Sunday, October 7, 2012

Personal Records Breached

So far this year, government agencies have more than doubled their totals from last year, reaching 9.6 million in just the first five months of 2012. Who knows where we'll be by the end of the year -- or how many innocent people will be exposed to fraud and identity theft due to the negligence of government employees or third-party vendors?
And remember, these are just the breaches we know about. In some states, government agencies are not legally required to publicly report data breaches, or to notify potential victims that their personal information has been exposed.

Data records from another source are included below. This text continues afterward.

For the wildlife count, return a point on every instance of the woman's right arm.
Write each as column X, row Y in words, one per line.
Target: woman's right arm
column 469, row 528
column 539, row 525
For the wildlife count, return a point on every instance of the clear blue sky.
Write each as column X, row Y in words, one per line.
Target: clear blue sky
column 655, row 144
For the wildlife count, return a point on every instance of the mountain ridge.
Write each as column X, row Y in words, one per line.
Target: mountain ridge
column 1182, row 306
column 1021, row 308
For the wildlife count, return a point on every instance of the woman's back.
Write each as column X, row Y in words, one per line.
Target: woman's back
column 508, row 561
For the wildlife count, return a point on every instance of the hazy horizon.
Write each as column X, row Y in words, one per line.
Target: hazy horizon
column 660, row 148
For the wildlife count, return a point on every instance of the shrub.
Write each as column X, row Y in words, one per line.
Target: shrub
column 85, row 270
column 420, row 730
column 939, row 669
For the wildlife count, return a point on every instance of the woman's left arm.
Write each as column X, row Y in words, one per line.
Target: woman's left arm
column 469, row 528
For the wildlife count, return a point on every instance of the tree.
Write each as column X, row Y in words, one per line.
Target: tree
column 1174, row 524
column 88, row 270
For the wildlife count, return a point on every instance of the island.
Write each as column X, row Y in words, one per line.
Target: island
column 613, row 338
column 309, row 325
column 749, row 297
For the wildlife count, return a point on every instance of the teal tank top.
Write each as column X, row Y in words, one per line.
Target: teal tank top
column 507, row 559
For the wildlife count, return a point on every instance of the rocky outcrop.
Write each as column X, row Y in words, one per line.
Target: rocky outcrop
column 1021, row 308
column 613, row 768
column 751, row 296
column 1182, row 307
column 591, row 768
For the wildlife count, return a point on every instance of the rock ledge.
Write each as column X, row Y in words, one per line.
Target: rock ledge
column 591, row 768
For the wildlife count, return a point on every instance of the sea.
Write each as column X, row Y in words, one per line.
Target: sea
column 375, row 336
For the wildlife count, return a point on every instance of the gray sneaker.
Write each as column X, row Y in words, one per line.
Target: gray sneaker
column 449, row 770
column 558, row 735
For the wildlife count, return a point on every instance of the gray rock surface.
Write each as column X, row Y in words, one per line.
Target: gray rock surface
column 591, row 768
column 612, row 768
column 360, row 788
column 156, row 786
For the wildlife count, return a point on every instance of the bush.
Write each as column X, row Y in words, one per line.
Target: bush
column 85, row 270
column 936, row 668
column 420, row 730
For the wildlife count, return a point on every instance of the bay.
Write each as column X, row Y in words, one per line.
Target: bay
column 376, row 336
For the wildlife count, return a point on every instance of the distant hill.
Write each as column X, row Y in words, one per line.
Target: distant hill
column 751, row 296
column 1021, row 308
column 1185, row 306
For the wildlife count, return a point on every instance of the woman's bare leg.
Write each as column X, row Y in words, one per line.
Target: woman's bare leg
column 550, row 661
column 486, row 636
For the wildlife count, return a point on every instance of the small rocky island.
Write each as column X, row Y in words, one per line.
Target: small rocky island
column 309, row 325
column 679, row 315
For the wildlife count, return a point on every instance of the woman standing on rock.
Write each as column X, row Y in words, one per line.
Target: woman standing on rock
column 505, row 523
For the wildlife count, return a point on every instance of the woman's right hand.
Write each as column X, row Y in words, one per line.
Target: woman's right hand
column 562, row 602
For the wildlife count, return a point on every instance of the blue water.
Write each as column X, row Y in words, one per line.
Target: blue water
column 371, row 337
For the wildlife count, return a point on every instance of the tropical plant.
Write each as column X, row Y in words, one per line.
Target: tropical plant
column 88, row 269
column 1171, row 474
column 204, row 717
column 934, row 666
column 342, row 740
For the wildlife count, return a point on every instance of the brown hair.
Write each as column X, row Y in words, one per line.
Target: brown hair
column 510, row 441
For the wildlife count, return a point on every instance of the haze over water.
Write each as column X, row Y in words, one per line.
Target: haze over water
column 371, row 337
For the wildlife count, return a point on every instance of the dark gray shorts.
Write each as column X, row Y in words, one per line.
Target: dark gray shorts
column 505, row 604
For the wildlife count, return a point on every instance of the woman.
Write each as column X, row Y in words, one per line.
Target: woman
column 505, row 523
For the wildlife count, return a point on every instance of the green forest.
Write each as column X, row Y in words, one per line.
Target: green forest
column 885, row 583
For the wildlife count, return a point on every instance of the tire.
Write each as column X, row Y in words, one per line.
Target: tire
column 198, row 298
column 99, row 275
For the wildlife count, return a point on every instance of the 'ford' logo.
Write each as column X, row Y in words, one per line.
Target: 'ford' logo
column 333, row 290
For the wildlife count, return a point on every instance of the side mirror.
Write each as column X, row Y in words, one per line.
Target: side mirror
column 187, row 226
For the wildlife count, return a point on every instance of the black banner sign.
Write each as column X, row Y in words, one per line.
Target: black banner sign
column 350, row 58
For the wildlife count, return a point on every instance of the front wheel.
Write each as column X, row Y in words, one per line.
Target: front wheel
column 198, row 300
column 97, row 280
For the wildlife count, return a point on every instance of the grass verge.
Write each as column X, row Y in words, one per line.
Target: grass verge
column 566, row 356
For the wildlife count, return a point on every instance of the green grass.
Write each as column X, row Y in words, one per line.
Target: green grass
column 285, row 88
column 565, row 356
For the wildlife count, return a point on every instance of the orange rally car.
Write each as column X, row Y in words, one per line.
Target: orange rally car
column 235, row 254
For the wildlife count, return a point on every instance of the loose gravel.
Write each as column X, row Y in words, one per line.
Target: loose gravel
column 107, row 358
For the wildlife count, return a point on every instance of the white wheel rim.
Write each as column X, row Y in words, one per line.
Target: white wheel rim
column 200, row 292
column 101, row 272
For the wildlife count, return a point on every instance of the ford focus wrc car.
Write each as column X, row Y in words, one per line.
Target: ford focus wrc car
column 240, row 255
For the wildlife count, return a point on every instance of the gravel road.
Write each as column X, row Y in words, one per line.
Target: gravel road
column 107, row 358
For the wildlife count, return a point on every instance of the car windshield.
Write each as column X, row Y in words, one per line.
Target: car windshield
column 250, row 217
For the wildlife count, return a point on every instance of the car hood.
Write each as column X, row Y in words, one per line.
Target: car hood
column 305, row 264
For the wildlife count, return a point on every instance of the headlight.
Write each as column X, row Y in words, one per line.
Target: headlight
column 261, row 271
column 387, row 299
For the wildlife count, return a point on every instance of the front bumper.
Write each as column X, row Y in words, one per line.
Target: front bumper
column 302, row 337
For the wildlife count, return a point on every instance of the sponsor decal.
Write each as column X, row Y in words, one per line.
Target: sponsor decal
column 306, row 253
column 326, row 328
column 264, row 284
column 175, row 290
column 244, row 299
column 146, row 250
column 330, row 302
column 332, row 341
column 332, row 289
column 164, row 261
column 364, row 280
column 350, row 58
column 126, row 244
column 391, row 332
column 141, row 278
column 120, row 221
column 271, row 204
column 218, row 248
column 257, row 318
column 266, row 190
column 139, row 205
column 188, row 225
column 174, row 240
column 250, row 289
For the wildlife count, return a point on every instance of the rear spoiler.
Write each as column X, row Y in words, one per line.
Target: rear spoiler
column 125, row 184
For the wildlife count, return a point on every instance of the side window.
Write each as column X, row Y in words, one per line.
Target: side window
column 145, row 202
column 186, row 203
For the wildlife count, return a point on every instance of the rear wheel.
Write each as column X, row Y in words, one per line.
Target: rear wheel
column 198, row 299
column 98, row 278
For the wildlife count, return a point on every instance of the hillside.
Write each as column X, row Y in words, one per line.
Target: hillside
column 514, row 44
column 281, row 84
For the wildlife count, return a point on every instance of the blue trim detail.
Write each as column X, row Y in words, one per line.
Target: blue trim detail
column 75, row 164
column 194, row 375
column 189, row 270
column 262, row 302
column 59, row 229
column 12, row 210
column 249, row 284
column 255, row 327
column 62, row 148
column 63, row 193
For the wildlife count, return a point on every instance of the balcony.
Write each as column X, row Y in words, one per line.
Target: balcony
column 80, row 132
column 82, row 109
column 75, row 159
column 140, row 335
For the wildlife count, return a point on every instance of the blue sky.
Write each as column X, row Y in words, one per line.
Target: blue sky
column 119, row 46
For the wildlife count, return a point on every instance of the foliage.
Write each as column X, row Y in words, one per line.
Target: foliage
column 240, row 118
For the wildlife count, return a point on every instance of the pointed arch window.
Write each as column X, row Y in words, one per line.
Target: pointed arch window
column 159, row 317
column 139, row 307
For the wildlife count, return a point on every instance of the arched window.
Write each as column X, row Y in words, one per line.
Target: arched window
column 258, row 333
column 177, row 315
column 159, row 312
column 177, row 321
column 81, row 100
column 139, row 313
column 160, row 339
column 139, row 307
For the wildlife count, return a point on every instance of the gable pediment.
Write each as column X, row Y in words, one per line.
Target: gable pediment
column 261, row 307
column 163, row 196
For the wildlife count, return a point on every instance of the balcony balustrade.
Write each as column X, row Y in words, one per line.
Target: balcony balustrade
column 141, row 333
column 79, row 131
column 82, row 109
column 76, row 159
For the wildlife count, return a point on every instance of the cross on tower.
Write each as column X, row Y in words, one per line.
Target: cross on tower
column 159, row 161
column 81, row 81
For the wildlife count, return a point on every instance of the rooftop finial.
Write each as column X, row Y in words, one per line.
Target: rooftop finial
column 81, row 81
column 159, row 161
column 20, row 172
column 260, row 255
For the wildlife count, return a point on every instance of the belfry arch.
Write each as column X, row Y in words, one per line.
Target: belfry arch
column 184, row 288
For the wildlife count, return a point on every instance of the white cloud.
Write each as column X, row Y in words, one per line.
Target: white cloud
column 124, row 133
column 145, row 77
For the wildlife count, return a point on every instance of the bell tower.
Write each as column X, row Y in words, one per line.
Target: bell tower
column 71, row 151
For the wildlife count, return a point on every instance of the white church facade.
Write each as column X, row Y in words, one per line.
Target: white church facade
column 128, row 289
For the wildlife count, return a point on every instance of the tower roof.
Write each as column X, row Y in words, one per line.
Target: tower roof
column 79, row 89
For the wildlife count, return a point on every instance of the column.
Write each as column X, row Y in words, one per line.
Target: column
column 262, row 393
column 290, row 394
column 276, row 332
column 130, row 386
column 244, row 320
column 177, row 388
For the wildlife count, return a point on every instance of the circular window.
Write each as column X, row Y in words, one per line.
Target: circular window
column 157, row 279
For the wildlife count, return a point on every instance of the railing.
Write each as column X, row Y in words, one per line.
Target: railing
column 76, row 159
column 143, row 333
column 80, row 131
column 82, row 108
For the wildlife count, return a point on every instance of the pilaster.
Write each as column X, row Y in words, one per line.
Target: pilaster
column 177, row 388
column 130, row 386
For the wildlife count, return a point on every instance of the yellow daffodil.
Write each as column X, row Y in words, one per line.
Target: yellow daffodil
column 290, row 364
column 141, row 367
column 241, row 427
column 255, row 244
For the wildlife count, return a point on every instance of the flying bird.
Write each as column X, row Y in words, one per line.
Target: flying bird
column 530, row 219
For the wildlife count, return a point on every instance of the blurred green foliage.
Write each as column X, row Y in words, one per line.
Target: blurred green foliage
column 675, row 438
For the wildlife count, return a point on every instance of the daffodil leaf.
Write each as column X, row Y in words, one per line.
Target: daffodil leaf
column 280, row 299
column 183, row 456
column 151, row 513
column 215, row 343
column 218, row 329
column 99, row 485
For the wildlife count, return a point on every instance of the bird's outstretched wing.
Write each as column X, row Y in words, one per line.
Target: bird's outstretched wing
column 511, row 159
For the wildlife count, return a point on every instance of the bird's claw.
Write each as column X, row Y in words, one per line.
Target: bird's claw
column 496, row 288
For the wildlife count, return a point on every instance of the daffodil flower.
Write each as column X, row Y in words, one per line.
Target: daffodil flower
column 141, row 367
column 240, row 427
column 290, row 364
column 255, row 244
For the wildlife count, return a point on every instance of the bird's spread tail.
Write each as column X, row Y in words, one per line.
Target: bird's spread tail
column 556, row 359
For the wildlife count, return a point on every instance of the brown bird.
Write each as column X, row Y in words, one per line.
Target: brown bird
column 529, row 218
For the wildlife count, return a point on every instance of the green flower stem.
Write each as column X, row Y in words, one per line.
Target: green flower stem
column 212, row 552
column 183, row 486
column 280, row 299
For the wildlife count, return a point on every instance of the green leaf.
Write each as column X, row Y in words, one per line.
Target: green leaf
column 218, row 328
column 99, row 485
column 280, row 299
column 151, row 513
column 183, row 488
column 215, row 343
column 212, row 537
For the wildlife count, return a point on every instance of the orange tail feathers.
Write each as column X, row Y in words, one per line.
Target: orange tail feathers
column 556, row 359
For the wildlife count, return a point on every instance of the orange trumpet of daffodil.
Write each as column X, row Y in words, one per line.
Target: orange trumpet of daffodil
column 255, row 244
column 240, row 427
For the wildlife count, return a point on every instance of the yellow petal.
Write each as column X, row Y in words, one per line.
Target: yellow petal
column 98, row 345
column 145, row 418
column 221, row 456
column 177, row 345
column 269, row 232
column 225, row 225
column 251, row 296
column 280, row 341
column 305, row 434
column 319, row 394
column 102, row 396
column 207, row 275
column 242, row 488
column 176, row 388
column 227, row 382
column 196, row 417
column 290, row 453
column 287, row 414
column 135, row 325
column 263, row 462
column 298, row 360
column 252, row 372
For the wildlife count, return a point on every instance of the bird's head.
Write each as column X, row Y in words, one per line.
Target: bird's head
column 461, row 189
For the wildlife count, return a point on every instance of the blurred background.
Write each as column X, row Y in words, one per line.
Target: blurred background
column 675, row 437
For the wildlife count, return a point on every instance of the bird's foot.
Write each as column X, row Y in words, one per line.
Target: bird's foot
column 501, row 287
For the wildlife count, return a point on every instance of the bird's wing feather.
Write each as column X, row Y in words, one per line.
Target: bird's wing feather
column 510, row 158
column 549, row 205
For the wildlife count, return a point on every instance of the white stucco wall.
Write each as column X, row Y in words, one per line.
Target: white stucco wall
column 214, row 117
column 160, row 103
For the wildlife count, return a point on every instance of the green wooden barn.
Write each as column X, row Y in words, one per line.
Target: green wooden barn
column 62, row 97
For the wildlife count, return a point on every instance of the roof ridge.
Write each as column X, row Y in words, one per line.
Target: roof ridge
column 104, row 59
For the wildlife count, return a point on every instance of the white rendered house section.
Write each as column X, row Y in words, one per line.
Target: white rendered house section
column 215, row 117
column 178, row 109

To take one little-known example, local governments in California are exempted from that state's breach notification law -- "a big exception, in my opinion," as Clearinghouse founder and director Beth Givens told us, since local governments "compile a great deal of personal information." Furthermore, out of 268 breach incidents reported since 2009, the 67 of the public agencies responsible (and I use that term loosely) couldn't even figure out how many records were lost. That fact alone will tell anyone with basic math skills and a lick of common sense that this epidemic is much worse than we know.
What's even more astonishing than the total number of personal records breached is how the databases were compromised in the first place. Despite what news reports, urban legend, and simple logic might lead you to believe, sophisticated, premeditated attacks by hackers accounted for only 40 breaches since 2009, a mere 15 percent of the total.